ColossalAI
ColossalAI copied to clipboard
[BUG]: Pipeline Parallelism fails when input shape varies
Is there an existing issue for this bug?
- [X] I have searched the existing issues
🐛 Describe the bug
Pipeline parallelism fails when input size is different.
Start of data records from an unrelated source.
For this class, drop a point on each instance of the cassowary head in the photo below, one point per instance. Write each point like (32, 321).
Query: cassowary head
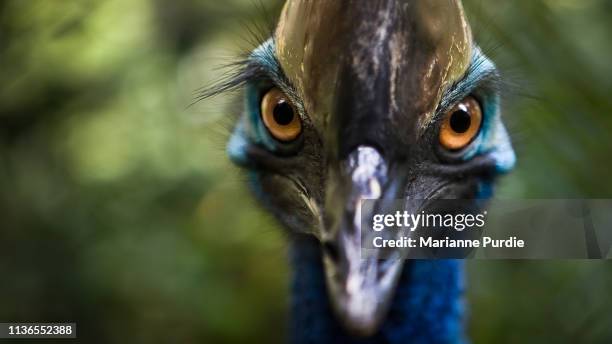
(353, 100)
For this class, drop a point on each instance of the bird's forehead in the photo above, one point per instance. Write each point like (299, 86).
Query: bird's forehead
(414, 49)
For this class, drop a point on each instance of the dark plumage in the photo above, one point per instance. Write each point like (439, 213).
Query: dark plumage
(389, 99)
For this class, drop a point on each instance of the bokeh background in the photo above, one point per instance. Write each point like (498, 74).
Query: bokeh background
(119, 210)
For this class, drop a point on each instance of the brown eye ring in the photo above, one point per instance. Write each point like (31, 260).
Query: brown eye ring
(461, 124)
(280, 116)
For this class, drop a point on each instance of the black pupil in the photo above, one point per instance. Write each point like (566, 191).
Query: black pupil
(283, 113)
(460, 121)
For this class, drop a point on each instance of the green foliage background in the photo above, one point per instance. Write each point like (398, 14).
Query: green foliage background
(118, 209)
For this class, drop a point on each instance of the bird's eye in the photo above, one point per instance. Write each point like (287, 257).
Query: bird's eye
(280, 116)
(461, 124)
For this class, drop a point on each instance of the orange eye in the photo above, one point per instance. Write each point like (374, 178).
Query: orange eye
(280, 116)
(461, 124)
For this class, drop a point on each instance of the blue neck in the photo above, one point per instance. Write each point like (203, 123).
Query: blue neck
(427, 307)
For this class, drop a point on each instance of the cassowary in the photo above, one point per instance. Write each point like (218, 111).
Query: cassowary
(378, 99)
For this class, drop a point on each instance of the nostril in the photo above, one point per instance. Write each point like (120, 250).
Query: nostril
(331, 249)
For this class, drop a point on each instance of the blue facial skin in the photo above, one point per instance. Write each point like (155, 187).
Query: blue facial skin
(429, 295)
(492, 138)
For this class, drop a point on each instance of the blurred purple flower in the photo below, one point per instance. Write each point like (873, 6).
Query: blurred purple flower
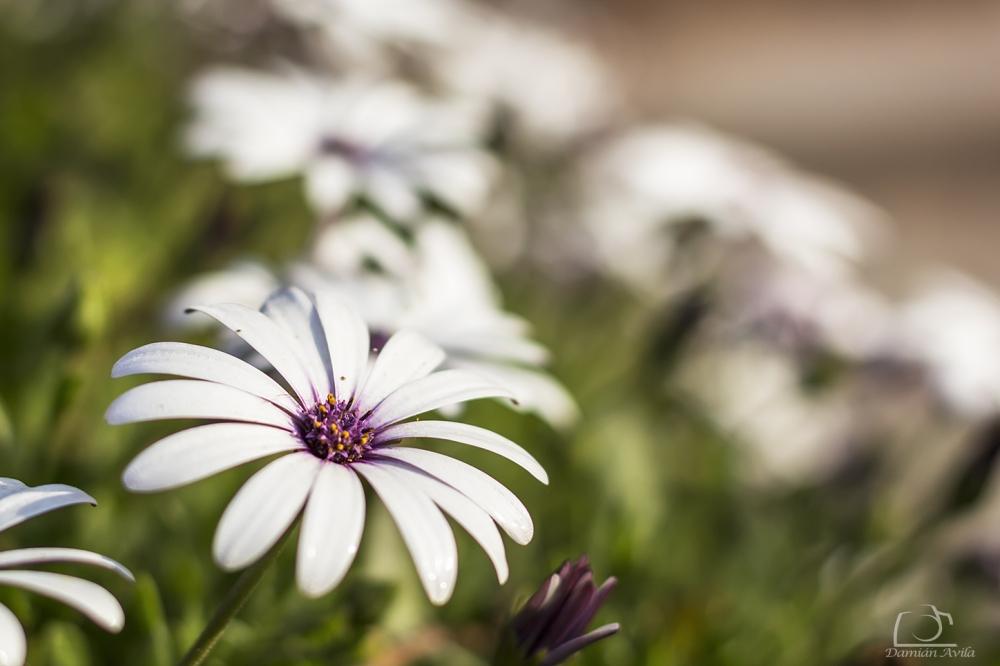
(550, 628)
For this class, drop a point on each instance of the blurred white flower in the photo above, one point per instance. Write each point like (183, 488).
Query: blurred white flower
(640, 187)
(554, 88)
(444, 291)
(19, 503)
(797, 311)
(439, 288)
(789, 436)
(952, 327)
(336, 424)
(385, 141)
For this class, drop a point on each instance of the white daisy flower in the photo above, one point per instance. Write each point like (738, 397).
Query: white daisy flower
(443, 290)
(439, 288)
(335, 425)
(640, 186)
(554, 88)
(797, 311)
(19, 503)
(788, 437)
(384, 141)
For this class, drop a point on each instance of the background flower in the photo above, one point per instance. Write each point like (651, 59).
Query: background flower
(19, 503)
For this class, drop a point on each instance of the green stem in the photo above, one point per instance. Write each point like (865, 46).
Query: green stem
(232, 603)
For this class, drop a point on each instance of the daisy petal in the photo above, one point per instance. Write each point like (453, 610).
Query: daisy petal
(425, 530)
(193, 399)
(196, 362)
(197, 453)
(292, 310)
(467, 434)
(480, 487)
(89, 598)
(536, 392)
(263, 509)
(331, 530)
(435, 390)
(23, 556)
(406, 357)
(348, 341)
(466, 513)
(270, 342)
(19, 502)
(13, 642)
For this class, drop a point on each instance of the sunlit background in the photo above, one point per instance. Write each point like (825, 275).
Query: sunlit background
(759, 240)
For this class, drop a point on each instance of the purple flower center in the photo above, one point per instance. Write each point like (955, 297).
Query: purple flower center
(333, 431)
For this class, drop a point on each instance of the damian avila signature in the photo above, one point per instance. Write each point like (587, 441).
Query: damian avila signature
(931, 646)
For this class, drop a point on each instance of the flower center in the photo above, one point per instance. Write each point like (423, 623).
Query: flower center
(333, 431)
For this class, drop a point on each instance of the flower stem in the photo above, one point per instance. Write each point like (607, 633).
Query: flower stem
(232, 603)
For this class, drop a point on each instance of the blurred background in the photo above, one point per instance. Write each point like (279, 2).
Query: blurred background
(896, 99)
(771, 480)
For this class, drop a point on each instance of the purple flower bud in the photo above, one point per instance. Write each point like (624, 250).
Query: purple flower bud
(550, 628)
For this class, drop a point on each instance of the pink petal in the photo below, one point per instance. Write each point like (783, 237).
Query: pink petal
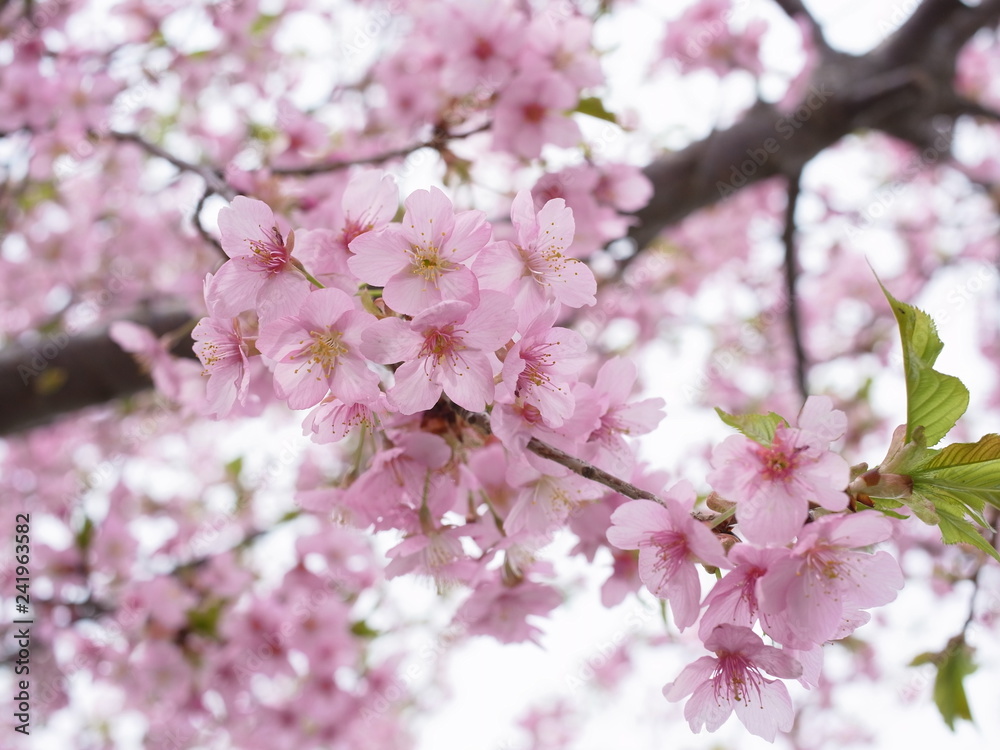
(413, 390)
(772, 713)
(379, 255)
(245, 218)
(470, 383)
(490, 325)
(391, 340)
(634, 521)
(693, 675)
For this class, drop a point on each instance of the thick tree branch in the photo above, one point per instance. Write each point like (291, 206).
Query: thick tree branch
(63, 373)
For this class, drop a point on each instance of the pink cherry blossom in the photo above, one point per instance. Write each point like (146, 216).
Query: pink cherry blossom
(448, 347)
(259, 273)
(772, 485)
(333, 419)
(420, 262)
(222, 350)
(318, 351)
(606, 446)
(535, 270)
(501, 611)
(733, 599)
(548, 495)
(539, 369)
(178, 379)
(819, 590)
(531, 113)
(671, 544)
(733, 679)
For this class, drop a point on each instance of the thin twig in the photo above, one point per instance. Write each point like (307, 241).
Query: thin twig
(211, 177)
(202, 230)
(589, 471)
(975, 578)
(791, 275)
(436, 142)
(481, 423)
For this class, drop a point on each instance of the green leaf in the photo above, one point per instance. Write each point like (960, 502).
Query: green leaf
(593, 106)
(887, 507)
(758, 427)
(968, 473)
(954, 665)
(205, 621)
(933, 400)
(971, 468)
(956, 529)
(364, 630)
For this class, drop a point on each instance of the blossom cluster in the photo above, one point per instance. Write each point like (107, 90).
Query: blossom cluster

Such as :
for batch in iter:
#batch1: bs*seq=1*128
#batch2: bs*seq=1*129
outputs = booster.execute_pipeline(batch, model)
Error message:
File "/home/zhangguangyao/colossal_llama_sp/ColossalAI/colossalai/booster/plugin/hybrid_parallel_plugin.py", line 809, in backward_by_grad
super().backward_by_grad(tensor, grad)
File "/home/zhangguangyao/colossal_llama_sp/ColossalAI/colossalai/zero/low_level/low_level_optim.py", line 436, in backward_by_grad
torch.autograd.backward(tensor, grad)
File "/home/zhangguangyao/miniconda3/envs/llama_sp/lib/python3.10/site-packages/torch/autograd/__init__.py", line 244, in backward
grad_tensors_ = _make_grads(tensors, grad_tensors_, is_grads_batched=False)
File "/home/zhangguangyao/miniconda3/envs/llama_sp/lib/python3.10/site-packages/torch/autograd/__init__.py", line 88, in _make_grads
raise RuntimeError(
RuntimeError: Mismatch in shape: grad_output[0] has a shape of torch.Size([1, 128, 768]) and output[0] has a shape of torch.Size([1, 129, 768]).
Environment
ColossalAI master branch
Have you tried setting enable_metadata_cache to False?